Articles on the Voting Rights Act are being filed in the “obituary” section, even though the act is less than fifty years old. Last week, a US Court of Appeals decision ruled against Shelby County, Alabama, which challenged the constitutionality of VRA’s Section 5. A three-judge panel ruled two to one that it was still constitutional, but the dissenting judge, Senior Circuit Judge Stephen F. Williams, asked some tough questions that will need to be resolved before the Supreme Court inevitably looks at it again (In 2009, SCOTUS punted on this issue, but expressed serious skepticism about Section 5’s vitality.) Wrote Judge Williams in his dissent:
Why should voter ID laws from South Carolina and Texas be judged by different criteria…from those governing Indiana? A glimpse at the charts shows that Indiana ranks “worse” than South Carolina and Texas in registration and voting rates, as well as in black elected officials. This distinction in evaluating the different states’ policies is rational?
South Carolina and Texas are “covered jurisdictions” under Section 5, while Indiana, which has a worse voting record, is not. As Williams pointed out, none of those three states are among the top ten worst offenders on voting rights. So the coverage formula needs to be reconsidered, Williams concluded. The coverage formula of Section 5 is the ankle bracelet for Southern states and counties (and a few Northern counties) that have been placed on house arrest for repeated voting rights violations mostly throughout America’s Jim Crow era. States like Alabama, Texas and South Carolina want courts to take that ankle bracelet off.

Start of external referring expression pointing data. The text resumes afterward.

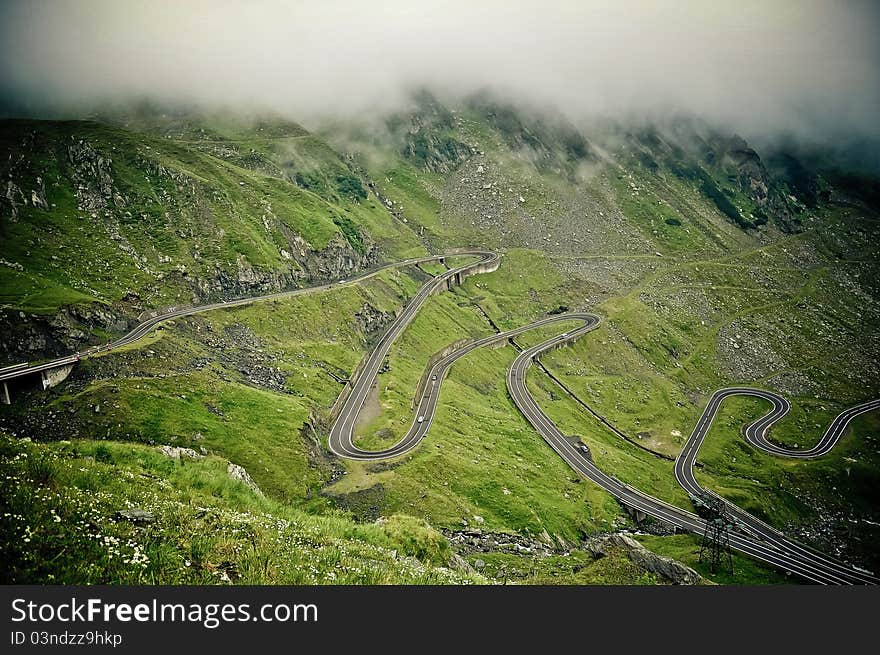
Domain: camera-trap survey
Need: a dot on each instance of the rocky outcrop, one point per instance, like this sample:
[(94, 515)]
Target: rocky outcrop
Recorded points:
[(92, 174), (238, 473), (27, 336), (175, 452), (368, 320), (667, 568)]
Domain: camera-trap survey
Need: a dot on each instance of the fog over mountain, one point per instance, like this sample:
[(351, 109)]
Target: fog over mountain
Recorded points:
[(805, 67)]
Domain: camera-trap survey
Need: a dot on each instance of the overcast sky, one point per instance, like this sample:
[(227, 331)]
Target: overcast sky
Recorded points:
[(759, 66)]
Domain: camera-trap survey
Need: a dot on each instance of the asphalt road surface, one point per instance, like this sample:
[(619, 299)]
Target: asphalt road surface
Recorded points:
[(751, 535), (145, 327)]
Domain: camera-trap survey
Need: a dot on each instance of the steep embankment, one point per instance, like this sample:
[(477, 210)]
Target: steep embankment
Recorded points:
[(100, 223)]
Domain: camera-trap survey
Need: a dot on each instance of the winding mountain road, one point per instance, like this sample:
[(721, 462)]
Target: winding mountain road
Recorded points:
[(752, 536)]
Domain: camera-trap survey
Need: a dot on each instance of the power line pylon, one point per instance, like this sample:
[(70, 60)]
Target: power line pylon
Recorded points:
[(715, 547)]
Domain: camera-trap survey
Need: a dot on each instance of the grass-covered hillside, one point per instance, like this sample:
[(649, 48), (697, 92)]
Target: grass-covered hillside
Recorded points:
[(101, 221), (708, 265)]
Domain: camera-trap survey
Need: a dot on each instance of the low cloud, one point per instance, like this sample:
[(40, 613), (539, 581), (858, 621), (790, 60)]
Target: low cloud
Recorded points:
[(799, 66)]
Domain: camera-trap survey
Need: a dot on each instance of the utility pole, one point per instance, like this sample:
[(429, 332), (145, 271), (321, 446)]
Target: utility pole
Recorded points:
[(715, 546)]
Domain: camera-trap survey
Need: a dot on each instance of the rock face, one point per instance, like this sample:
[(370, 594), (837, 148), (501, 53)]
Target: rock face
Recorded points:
[(27, 336), (666, 567), (236, 472), (92, 173)]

While those states claim they are no longer running errands for Jim Crow, Section 5 is set up to ensure that they never go back to doing it. How Section 5 works is that if a covered state or county wants to make election law changes, it needs pre-clearance from the Department of Justice or federal courts. To earn pre-clearance, the covered jurisdiction must prove that the law change won’t have “the purpose … nor the effect,” of racial discrimination. That’s important: It’s not enough to say you don’t intend to disenfranchise black or Latino voters; you must assure that racial disenfranchisement doesn’t become an unintended consequence.

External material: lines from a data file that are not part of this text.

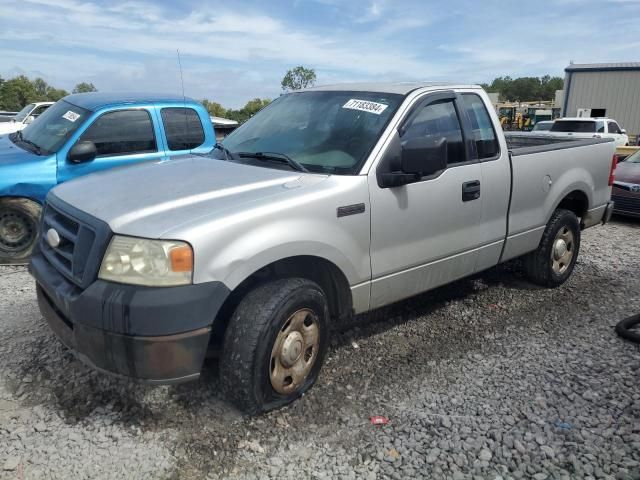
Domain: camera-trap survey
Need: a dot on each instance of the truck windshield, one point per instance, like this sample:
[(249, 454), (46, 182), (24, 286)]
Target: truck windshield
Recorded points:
[(576, 126), (324, 131), (50, 130), (22, 114)]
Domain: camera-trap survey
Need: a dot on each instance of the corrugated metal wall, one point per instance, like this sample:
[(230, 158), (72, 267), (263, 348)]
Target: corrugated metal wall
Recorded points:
[(617, 91)]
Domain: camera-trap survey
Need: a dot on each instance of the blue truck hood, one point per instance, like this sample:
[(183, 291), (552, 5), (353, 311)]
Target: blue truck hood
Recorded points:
[(10, 153), (25, 174)]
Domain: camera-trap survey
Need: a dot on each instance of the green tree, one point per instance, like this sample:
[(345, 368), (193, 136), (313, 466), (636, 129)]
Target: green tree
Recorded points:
[(297, 78), (55, 94), (214, 108), (16, 93), (525, 88), (251, 108), (84, 87)]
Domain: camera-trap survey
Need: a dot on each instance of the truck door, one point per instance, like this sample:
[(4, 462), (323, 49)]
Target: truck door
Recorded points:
[(427, 233), (121, 137)]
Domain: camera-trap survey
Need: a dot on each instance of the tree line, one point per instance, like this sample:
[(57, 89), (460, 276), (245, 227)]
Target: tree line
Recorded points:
[(16, 92), (525, 88)]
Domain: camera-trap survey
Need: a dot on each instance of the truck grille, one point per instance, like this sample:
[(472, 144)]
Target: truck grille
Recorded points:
[(82, 243), (626, 204)]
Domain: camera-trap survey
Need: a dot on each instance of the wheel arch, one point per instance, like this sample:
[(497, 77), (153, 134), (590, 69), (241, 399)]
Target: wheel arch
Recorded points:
[(576, 201), (326, 274)]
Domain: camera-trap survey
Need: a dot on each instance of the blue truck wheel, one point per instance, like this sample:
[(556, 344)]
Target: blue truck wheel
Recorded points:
[(19, 220)]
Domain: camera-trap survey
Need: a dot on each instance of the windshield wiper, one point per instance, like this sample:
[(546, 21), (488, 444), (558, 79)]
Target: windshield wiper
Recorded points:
[(228, 154), (36, 147), (278, 157)]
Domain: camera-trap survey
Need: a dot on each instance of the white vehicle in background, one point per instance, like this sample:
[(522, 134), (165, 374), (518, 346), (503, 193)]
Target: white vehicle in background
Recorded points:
[(581, 127), (24, 117)]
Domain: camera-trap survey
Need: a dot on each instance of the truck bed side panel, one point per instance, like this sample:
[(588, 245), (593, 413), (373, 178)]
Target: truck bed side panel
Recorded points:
[(542, 179)]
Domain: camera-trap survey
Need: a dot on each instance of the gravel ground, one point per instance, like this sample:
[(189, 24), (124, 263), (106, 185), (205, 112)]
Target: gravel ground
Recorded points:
[(487, 378)]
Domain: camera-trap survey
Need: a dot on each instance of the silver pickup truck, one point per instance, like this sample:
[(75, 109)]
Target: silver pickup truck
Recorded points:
[(329, 202)]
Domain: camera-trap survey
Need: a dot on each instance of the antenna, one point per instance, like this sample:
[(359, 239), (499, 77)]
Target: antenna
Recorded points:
[(184, 100)]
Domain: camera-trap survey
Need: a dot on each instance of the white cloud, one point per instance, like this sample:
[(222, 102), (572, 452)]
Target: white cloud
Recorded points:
[(232, 53)]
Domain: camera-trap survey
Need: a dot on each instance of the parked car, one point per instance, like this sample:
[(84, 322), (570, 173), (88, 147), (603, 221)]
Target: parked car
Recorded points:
[(24, 117), (626, 187), (543, 126), (84, 133), (328, 202), (581, 127)]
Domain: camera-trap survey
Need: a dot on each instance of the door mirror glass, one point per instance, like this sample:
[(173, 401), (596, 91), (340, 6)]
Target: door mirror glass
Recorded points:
[(83, 151), (424, 156)]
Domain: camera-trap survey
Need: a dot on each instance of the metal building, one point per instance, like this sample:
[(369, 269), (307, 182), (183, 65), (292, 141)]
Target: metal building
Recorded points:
[(604, 90)]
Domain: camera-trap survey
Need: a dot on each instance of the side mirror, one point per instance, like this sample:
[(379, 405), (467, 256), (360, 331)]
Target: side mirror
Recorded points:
[(82, 152), (424, 156)]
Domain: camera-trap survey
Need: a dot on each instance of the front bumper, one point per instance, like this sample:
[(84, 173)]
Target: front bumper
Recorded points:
[(157, 335)]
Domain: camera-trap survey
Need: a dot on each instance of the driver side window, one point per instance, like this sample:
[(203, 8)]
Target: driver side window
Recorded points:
[(439, 119), (123, 132)]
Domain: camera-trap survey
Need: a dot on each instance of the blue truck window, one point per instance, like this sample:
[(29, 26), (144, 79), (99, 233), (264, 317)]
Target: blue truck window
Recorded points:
[(182, 127), (123, 132)]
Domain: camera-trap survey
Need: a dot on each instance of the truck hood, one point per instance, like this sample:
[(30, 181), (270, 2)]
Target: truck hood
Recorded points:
[(10, 127), (149, 199), (11, 154)]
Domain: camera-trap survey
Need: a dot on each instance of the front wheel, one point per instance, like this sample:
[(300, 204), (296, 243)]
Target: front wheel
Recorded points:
[(275, 344), (19, 219), (551, 264)]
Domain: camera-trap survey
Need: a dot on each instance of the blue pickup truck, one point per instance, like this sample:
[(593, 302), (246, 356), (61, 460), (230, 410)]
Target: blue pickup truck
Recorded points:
[(85, 133)]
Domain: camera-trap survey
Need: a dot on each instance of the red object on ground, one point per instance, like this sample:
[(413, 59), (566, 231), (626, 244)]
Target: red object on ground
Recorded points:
[(379, 420)]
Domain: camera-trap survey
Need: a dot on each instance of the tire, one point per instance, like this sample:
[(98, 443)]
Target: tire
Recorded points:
[(626, 328), (19, 223), (543, 266), (264, 336)]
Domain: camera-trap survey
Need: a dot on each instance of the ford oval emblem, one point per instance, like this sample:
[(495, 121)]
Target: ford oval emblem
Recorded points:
[(53, 238)]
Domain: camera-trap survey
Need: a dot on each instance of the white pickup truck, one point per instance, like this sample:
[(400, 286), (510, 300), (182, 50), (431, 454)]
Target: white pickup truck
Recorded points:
[(329, 202), (581, 127), (24, 117)]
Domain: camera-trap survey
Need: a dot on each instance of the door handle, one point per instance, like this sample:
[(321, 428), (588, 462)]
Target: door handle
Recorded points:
[(470, 190)]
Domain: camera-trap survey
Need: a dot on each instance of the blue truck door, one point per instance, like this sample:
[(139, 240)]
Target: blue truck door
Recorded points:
[(122, 136), (183, 130)]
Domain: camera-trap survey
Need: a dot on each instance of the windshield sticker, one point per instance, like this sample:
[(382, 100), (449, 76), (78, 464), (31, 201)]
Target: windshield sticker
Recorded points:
[(365, 106), (71, 116)]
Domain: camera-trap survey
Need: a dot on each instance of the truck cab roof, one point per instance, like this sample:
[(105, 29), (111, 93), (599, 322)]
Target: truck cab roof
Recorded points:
[(94, 101), (402, 88)]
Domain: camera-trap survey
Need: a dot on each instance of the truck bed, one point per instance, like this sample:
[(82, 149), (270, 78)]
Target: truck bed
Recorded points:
[(522, 143), (546, 169)]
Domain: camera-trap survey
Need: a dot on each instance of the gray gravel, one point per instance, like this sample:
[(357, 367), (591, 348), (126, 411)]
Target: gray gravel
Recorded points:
[(487, 378)]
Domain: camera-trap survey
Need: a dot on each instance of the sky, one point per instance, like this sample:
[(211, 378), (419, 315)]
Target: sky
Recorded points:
[(236, 50)]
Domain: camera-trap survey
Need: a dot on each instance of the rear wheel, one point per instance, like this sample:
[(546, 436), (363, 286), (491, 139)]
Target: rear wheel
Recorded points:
[(275, 344), (19, 219), (552, 263)]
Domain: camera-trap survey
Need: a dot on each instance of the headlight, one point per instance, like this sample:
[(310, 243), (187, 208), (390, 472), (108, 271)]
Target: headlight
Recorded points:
[(153, 263)]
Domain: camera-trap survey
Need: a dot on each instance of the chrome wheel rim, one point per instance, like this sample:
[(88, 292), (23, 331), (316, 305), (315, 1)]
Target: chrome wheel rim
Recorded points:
[(16, 231), (294, 351), (562, 251)]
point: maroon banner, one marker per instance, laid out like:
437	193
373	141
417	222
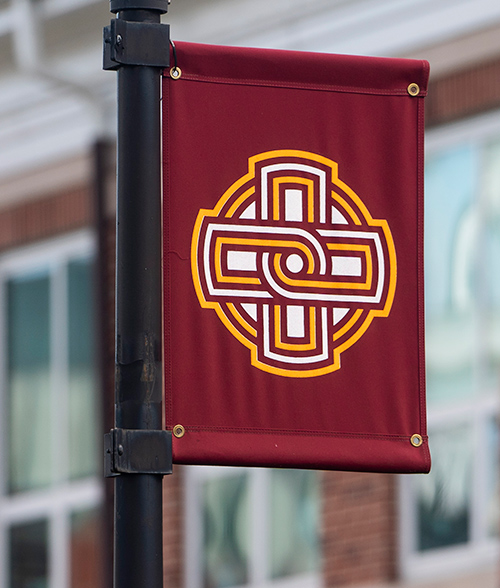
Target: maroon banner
293	256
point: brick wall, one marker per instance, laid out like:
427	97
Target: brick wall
358	535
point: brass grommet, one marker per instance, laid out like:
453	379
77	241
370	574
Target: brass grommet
178	431
413	89
416	440
175	73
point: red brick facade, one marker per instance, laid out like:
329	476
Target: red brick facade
359	531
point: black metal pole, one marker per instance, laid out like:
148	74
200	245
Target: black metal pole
138	376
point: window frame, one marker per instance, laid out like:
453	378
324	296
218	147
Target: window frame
480	551
63	496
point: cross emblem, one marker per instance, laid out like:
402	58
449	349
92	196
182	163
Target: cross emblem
293	263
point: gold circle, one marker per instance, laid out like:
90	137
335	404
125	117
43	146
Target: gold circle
416	440
178	431
175	73
413	89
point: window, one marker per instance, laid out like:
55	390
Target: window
251	526
50	487
450	518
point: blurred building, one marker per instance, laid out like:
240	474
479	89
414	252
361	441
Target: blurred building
233	527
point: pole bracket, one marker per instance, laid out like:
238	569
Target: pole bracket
136	43
137	451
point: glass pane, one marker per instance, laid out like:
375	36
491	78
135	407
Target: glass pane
225	531
294	522
29	383
444	495
451	237
86	550
29	555
82	392
492	483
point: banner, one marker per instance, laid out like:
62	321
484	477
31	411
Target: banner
293	259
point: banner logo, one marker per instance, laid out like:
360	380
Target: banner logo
293	263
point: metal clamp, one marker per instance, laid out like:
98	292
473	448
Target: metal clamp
136	43
137	451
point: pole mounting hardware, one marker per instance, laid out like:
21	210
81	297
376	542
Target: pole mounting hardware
136	43
137	451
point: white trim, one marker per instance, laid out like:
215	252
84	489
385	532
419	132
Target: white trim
62	497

In short, Section 5 is a precautionary principle agent. It forces certain jurisdictions to thoroughly think through voting legislation before implementation by proving first that it won’t harm, as opposed to allowing implementation first, and then dealing with any harm after it’s already been done. It prioritizes permission over forgiveness and recklessness, and yes, in some ways that limits some states’ and counties’ discretion, but our lesson learned from the twentieth century was that left to their own discretion, some states and counties will be reckless with voting rights and won’t even ask for forgiveness.
But Williams’ beef isn’t with Section 5, rather whom it’s applied to. If it’s true that some non-covered states are worse for voters of color than some covered states, then that’s problematic. If SCOTUS also finds it problematic, as they’ve already indicated they do, then that could be Section 5’s death knell. As Jeffrey Toobin observed in The New Yorker, “That melancholy observation led Williams to conclude that the Voting Rights Act should not apply anywhere anymore.”